Com a inclusão da cultura no circuito superior da criação de valor e diferenciação com impacto social e econômico, o Ceará pode estar inaugurando uma nova fase de pensamento estratégico. Está, portanto, mais do que na hora da criação de um ambiente virtual para realizações concretas; um espaço de nuvem onde tudo possa estar visivelmente interligado, facilitando o movimento de criação, confecção e comercialização dos nossos produtos e serviços culturais. Um lugar onde a cearensidade pudesse se pronunciar de forma viva e atemporal; um instrumento que poderia ser desenvolvido com uma metodologia de fácil navegação e de fácil abastecimento de informações.

Ao poder público cabe a obrigação de gestão integrada do nosso manancial de conteúdos. Isso poderia ser muito bem efetuado com a criação do que se poderia chamar de Portal de Oportunidades Culturais; uma plataforma de dinamização do tipo "wiki", capaz de quebrar barreiras e superar lacunas históricas, horizontalizando ofertas e demandas, onde todos pudessem postar referências de seus trabalhos, contatos e opções de uso liberado e venda. Dá para fazer isso com uma estrutura enxuta, ágil, com auxiliares técnicos que facilitassem a alimentação dos espaços e um comitê de moderadores para conferir se está tudo certo e para evitar qualquer hipótese de uso indevido da ferramenta.

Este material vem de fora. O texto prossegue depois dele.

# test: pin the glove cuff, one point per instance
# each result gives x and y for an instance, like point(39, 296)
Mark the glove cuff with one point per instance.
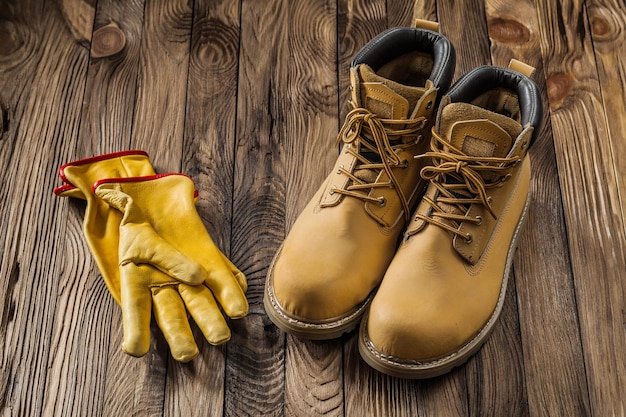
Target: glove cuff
point(141, 179)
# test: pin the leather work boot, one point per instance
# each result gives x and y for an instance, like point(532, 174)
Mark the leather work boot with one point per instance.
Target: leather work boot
point(327, 269)
point(444, 288)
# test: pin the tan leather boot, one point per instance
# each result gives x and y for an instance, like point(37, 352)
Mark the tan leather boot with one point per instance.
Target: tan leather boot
point(326, 271)
point(444, 289)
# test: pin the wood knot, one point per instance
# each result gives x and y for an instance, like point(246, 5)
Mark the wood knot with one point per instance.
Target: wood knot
point(599, 27)
point(508, 31)
point(107, 41)
point(558, 86)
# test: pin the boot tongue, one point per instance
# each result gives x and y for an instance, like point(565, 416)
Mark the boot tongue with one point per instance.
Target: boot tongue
point(477, 131)
point(383, 97)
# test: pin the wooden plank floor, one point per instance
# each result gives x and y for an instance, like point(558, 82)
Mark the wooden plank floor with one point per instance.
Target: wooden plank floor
point(247, 97)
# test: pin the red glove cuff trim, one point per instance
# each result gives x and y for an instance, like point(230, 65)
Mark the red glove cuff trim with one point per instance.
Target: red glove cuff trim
point(98, 158)
point(63, 188)
point(137, 179)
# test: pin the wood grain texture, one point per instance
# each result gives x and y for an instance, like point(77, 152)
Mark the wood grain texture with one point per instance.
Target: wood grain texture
point(208, 156)
point(547, 306)
point(158, 121)
point(41, 115)
point(357, 24)
point(255, 365)
point(592, 214)
point(313, 370)
point(111, 90)
point(467, 30)
point(607, 20)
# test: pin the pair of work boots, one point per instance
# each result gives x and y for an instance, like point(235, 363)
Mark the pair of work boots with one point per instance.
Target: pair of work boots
point(413, 232)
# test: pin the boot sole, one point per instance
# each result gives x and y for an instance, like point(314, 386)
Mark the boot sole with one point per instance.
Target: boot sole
point(403, 368)
point(315, 330)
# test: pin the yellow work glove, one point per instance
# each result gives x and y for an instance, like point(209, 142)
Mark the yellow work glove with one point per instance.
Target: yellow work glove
point(159, 224)
point(101, 222)
point(101, 229)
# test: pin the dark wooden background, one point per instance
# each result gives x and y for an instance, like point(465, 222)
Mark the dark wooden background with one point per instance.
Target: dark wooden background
point(247, 97)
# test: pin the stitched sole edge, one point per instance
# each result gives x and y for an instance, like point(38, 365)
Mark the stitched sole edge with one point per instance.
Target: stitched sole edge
point(322, 330)
point(403, 368)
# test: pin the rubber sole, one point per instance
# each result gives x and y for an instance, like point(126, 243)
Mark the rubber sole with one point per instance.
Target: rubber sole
point(412, 369)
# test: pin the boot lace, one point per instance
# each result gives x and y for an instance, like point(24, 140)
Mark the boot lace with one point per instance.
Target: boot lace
point(462, 180)
point(377, 152)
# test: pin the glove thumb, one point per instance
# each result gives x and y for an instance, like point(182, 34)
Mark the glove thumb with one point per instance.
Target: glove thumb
point(141, 244)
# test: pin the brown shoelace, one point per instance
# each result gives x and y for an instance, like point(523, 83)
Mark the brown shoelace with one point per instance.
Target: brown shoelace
point(376, 135)
point(460, 179)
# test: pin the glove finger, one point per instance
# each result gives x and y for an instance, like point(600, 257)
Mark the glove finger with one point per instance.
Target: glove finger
point(226, 288)
point(136, 305)
point(205, 312)
point(171, 317)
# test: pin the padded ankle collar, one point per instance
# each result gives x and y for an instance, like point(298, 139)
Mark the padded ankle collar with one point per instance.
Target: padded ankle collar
point(484, 78)
point(398, 41)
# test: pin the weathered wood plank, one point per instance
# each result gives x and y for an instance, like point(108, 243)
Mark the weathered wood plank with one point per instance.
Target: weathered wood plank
point(255, 369)
point(357, 23)
point(595, 227)
point(607, 21)
point(158, 121)
point(467, 30)
point(208, 156)
point(42, 76)
point(401, 12)
point(313, 383)
point(110, 93)
point(548, 315)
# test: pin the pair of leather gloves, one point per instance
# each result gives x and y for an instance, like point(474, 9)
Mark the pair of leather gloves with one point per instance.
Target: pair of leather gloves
point(154, 252)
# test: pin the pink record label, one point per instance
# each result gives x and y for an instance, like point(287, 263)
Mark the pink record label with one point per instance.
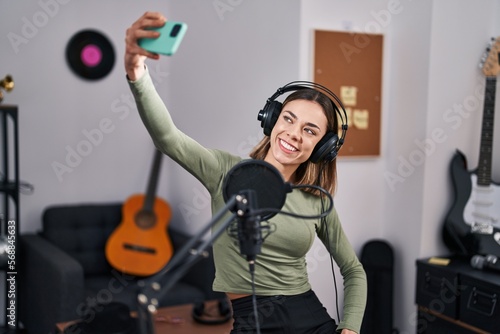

Com esse portal, parte dos editais poderia ser direcionada à produção de conteúdos para a sua própria alimentação: produção de imagens de qualidade, textos, digitalizações de acervos, pagamento de Direitos Autorais, produção de documentários e entrevistas com quem produz cultura no Ceará e obras de domínio público. Tudo com proposições de sentido para facilitar a postagem e a localização, com palavras-chave e buscadores por temas, nomes, categorias, enfim, todo tipo imaginável de passagem. Mais do que dar impulso à economia, assegurar a justiça cultural é um dos caminhos possíveis para nos tornarmos uma sociedade com melhores índices de bem-estar e qualidade de vida.

Investir na socioeconomia da sensibilidade e da inteligência individual e coletiva, aproveitando os benefícios da evolução tecnológica digital, pede um modelo duplo de gestão oficial da cultura: a) a regulação do fluxo em rede das oportunidades, deixando o êxito comercial com a competência de cada um e dos coletivos; e b) o investimento direto na sistematização, definição e disseminação do patrimônio comum, assumindo a responsabilidade de pensar o todo e pela definição de um conceito de lugar. A cultura ajuda a olhar, a se ver e a ver os outros, por isso, o acesso livre a bens culturais é um direito e uma necessidade social, proporcionador de ganhos imensuráveis para a vida, com significativos efeitos econômicos.